Earlier I wrote some detailed analysis of factors in robotaxi competition. When the time comes for competition, there should be many factors to compete on. Even so, being the first and most well known is going to be an advantage people want to have.
There will also be a network advantage. Visitors will be heavy robotaxi users since they have zero chance of owning a car and rarely use transit. Visitors may use the service they already know and have an account with, even if it's not the first mover in town.
The 2030s -- the maturity era
In the United States and a few other countries, the 2030s will be the more mature era, with 3rd generation cars present and competition in many cities. In other parts of the world, things may just be getting started. Once a city gets enough service that people are getting ready to give up private cars, people will sell those cars to folks in cities and countries that don't have robotaxi service.
In addition, rural and exurb areas will not have robotaxi service until much later. They will see deployment of privately owned robocars, but there in many cases the turnover cycle will be slower. They might even be buying the minor glut of used cars from cities taken over by robotaxis.
The course of this will be altered by the timing of certain technological breakthroughs.
- Low cost LIDAR seems all but assured for the early 2020s, making vehicle cost reasonable
- Some day, computer vision will be sufficient, allowing a car to be built with just cameras and radar, which will lower costs even more
- Some people hope for cars that can "drive without a map" -- meaning minimal mapping and just the use of the type of maps already found in your phone. This would allow deployment to a new city to be much cheaper.
- eVTOL vehicles -- "flying cars" -- will also start arriving.

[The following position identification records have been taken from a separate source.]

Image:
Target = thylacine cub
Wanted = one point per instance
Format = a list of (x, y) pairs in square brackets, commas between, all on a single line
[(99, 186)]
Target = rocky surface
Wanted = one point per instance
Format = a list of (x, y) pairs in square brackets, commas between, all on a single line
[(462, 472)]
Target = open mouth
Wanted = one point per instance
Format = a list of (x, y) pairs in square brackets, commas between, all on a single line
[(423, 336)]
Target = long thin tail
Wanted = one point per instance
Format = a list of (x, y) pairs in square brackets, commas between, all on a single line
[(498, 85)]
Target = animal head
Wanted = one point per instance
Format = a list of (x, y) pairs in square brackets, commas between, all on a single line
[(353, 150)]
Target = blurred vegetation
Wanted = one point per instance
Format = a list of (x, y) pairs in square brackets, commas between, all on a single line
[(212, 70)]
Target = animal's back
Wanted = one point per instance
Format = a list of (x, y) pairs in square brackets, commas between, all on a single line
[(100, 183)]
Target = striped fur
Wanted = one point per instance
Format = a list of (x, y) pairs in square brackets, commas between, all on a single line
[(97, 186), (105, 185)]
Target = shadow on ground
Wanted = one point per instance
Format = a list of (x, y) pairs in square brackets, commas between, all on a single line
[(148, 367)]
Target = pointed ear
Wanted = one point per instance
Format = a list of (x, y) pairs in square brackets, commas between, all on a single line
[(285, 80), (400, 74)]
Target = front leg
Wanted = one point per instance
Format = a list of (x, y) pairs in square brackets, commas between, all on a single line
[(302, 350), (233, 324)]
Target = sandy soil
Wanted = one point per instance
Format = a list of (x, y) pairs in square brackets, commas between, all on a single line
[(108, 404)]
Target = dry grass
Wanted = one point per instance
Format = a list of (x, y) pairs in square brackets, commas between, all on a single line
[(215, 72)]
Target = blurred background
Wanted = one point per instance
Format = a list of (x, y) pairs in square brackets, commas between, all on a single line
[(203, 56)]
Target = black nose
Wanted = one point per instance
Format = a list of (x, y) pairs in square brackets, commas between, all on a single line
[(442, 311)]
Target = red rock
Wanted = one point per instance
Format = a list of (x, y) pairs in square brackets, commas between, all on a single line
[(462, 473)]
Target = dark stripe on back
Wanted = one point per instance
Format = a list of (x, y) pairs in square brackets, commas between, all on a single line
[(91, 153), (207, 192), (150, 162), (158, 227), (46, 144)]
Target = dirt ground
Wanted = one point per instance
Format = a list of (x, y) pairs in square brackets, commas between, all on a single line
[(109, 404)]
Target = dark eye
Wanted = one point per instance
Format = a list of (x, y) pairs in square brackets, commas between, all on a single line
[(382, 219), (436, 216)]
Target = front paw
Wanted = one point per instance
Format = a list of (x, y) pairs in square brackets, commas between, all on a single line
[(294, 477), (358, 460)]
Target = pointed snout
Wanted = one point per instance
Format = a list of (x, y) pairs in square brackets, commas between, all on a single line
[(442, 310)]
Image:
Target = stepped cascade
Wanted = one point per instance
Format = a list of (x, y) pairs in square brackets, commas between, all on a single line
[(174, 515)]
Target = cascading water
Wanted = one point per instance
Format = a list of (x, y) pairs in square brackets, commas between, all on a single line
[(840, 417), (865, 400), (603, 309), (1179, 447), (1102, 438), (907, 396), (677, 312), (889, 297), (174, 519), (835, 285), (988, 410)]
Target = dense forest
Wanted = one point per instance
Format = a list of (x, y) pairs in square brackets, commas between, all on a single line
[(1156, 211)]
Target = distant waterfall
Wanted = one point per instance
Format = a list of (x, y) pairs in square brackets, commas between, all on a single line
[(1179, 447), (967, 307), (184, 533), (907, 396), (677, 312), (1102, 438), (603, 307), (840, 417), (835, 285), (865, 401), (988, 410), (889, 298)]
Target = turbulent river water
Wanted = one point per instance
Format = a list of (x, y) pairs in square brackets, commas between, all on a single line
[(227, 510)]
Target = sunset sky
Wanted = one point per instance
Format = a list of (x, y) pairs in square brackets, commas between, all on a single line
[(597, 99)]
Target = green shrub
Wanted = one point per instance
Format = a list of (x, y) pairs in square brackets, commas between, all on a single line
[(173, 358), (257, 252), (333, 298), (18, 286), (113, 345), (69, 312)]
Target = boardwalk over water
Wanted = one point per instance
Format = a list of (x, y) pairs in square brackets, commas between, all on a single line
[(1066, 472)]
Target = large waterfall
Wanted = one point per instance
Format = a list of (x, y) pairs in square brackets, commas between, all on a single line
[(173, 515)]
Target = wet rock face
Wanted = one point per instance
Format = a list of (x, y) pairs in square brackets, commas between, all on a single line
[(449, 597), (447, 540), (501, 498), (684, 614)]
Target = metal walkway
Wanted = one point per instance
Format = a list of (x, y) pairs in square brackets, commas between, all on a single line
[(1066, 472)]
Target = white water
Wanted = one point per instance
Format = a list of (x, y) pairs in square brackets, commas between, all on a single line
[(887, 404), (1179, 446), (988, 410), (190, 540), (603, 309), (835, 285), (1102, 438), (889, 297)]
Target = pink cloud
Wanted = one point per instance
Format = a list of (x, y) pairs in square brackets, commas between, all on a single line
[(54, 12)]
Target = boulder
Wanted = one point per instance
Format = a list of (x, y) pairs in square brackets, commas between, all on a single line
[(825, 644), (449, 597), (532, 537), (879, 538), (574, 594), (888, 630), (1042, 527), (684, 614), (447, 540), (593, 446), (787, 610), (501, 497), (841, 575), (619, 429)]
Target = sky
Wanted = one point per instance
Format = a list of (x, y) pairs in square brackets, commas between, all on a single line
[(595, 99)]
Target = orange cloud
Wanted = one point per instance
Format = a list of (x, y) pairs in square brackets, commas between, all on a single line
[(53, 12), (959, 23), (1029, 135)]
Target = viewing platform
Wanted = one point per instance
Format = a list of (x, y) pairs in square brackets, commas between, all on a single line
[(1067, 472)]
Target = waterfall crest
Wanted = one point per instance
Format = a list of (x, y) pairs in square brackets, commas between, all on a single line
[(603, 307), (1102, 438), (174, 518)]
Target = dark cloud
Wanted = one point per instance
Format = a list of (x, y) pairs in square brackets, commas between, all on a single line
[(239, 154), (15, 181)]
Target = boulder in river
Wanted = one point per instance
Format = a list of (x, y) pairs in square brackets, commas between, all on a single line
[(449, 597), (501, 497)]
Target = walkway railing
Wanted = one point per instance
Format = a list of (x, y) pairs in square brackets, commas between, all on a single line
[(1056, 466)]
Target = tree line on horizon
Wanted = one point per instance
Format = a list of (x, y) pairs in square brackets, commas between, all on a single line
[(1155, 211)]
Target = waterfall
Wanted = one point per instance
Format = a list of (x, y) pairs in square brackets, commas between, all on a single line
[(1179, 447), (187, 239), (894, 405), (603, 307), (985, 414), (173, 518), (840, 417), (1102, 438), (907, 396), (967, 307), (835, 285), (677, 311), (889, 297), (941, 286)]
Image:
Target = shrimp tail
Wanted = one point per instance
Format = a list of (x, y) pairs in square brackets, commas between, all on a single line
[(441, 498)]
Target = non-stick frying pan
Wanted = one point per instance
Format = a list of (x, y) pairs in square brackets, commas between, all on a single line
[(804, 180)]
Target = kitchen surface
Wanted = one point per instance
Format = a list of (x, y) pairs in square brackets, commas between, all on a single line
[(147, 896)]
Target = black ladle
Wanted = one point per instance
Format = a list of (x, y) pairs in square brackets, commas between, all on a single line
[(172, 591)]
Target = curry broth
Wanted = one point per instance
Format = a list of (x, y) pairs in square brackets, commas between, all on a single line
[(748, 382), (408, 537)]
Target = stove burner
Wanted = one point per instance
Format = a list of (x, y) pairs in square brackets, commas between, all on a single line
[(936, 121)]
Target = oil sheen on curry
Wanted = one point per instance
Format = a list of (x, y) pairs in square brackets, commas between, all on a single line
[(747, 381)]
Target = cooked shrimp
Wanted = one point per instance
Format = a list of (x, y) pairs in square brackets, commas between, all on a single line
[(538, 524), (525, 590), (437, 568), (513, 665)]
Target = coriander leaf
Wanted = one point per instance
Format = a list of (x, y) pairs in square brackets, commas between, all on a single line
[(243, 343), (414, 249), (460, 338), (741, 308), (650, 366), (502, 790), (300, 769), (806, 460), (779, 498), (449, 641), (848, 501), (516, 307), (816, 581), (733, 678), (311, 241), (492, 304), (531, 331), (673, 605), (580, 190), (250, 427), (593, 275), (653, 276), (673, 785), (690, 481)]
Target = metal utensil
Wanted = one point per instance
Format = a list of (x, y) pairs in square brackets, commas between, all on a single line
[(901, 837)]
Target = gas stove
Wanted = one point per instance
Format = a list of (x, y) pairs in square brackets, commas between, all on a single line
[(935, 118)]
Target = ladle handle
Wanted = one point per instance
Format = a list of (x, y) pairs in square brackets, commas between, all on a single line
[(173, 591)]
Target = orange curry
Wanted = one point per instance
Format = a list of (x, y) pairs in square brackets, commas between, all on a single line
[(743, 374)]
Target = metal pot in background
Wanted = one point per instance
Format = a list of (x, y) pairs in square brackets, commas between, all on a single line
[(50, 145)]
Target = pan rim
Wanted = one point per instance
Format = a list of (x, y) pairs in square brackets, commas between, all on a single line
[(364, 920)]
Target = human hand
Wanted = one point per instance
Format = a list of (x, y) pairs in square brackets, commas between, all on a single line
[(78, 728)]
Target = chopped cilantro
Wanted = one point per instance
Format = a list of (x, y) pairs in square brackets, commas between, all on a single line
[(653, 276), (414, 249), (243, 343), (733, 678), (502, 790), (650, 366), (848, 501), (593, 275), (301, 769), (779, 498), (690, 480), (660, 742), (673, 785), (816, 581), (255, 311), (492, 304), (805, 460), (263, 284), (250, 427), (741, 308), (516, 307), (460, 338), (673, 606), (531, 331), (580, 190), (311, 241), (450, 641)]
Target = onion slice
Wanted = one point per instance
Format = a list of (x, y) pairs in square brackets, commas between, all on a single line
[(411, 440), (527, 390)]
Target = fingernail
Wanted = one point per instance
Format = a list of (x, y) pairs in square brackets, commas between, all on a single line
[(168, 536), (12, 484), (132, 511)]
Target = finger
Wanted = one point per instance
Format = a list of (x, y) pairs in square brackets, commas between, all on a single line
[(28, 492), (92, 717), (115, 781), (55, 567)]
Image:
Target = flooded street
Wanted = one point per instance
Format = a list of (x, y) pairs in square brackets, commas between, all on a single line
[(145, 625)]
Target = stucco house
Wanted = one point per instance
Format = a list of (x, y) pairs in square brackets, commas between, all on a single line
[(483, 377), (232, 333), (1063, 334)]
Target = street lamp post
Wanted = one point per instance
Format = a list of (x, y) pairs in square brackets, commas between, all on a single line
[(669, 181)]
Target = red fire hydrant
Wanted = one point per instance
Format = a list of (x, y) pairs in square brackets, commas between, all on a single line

They will have an obvious superiority for a growing subset of trips, competing with, but also working with the robotaxis. (Because the eVTOL can't land everywhere due to trees, powerlines, noise and other factors, people will fly it to a place where a robotaxi is waiting.)
The 2040s -- you still drive a car?
While human driving will not get completely banned for decades to come, in the mature cities it will become the more odd choice by around this time. Almost like riding a horse was a few decades after the car became mainstream. Certain zones (such as downtown core zones) will have moved to not allow human driving without a special permit.
I have much less understanding of how this will play in China, where the government will exercise much more control. China may designate cities as the first to use robocars, and may even alter local city laws to facilitate. It will probably select a small number of (Chinese) companies which will get licences to operate in those cities. Growth will be large, and eventually those Chinese companies will be ready to enter the land rush in the rest of the world. I am less certain of the dates.
This timeline suggests that there is not just one winner. As long as there are virgin cities to deploy in, new companies can continue to spring up. Of course, there can and will be consolidation after that, but probably not as much on the global scale. Countries will consider the robotaxi system to be part of critical infrastructure and enact laws to help local players and prevent total dominance, especially foreign dominance.
This also means that, even though Waymo is very far ahead of everybody else, it is unlikely to win the entire game. At a certain point in the game, their primacy will no longer be a competitive edge. Their maturity will offer them the claim of greater safety, but after a certain point, all competitors will be seen as of adequate safety or they will leave the field. Other competitive factors will dominate.